Hacker News new | ask | show | jobs
by mjevans 2271 days ago
The Unicode issue is one of the most painful sticking points. Handle legacy filesystems with the chance of filesystems that have previously valid (non / non \0 containing filenames) files in various encoding soup nightmares? Python3 is NOT the the tool for that job! Which means you can't write any systems tool stuff in Python3 because there's a good chance it'll blow up unexpectedly, or that you suddenly have to handle all sorts of things that in any other language you can just GIGO and move on.
1 comments

Python 3 promotes the most likely scenario: you are on a modern system with normal looking filenames.

It would be unwise to design an API that promotes a niche need like dealing with a legacy file system with corrupted file names. This is what Python 3 fixed, making the easy things easy, and the complicated things possible, not the other way around.

But Python 3 is absolutely up to the task of handling legacy file systems with random encoding mixed in, you just need to tell it explicitly you are doing so.

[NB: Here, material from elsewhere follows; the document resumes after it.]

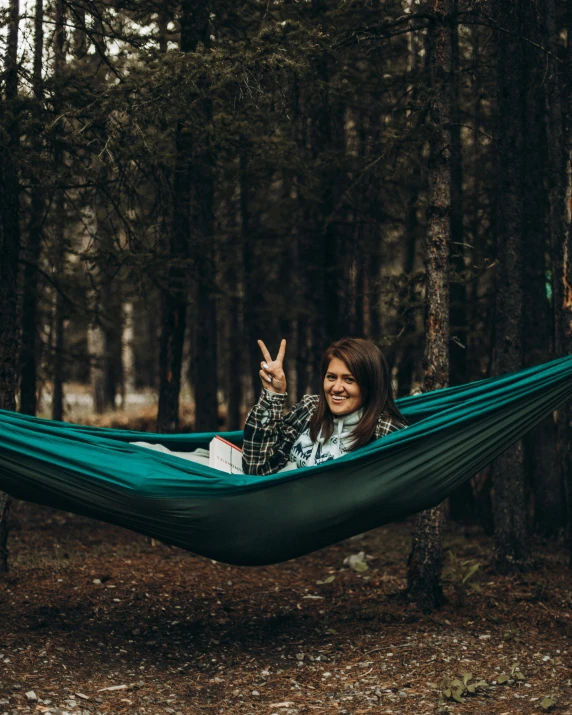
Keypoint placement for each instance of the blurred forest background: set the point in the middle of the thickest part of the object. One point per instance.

Let's create a file with a completely garbage name, made of random bytes, which is allowed on Unix:

    >>> import os, sys
    >>> sys.version_info          
    sys.version_info(major=3, minor=7, micro=5, releaselevel='final', serial=0)
    >>> with open(os.urandom(32), 'wb') as f: 
    ...     f.write(os.urandom(200)) 
If you pass bytes to any file system function, it will return file names as bytes:

    >>> filename = os.listdir(b'.')[0]
    >>> type(filename)
    <class 'bytes'>
    >>> filename[:10]   
    b'\xf8-U\xa5\x1dq\xad?\xbf\xa2'
And you can just open that:

    >>> data = open(filename, 'rb').read() 
    >>> data[:10]
    b'E\x05\xce*M \xf5\xfeK\x18'
    >>> type(data)
    <class 'bytes'>
You do exactly the same as what you did with Python 2, and treat the files as raw bytes entirely, without thinking about the content.

Some API in Python require text. If you want to pass the file names to those API, you can use surrogate escape, which let you convert back and forth between arbitrary bytes and utf8 text, without loosing information:

    >>> as_text = filename.decode('utf8', errors='surrogateescape')
    >>> as_text[:10]
    '\udcf8-U\udca5\x1dq\udcad?\udcbf\udca2'
    >>> type(as_text)
    <class 'str'>
    >>> as_text.encode('utf8',  errors='surrogateescape') == filename
    True
This is a good thing, it forces the dev to be explicit about the places in your code where you are dealing with a specific scenario. It also makes you pay the price of doing so opt in, not opt out.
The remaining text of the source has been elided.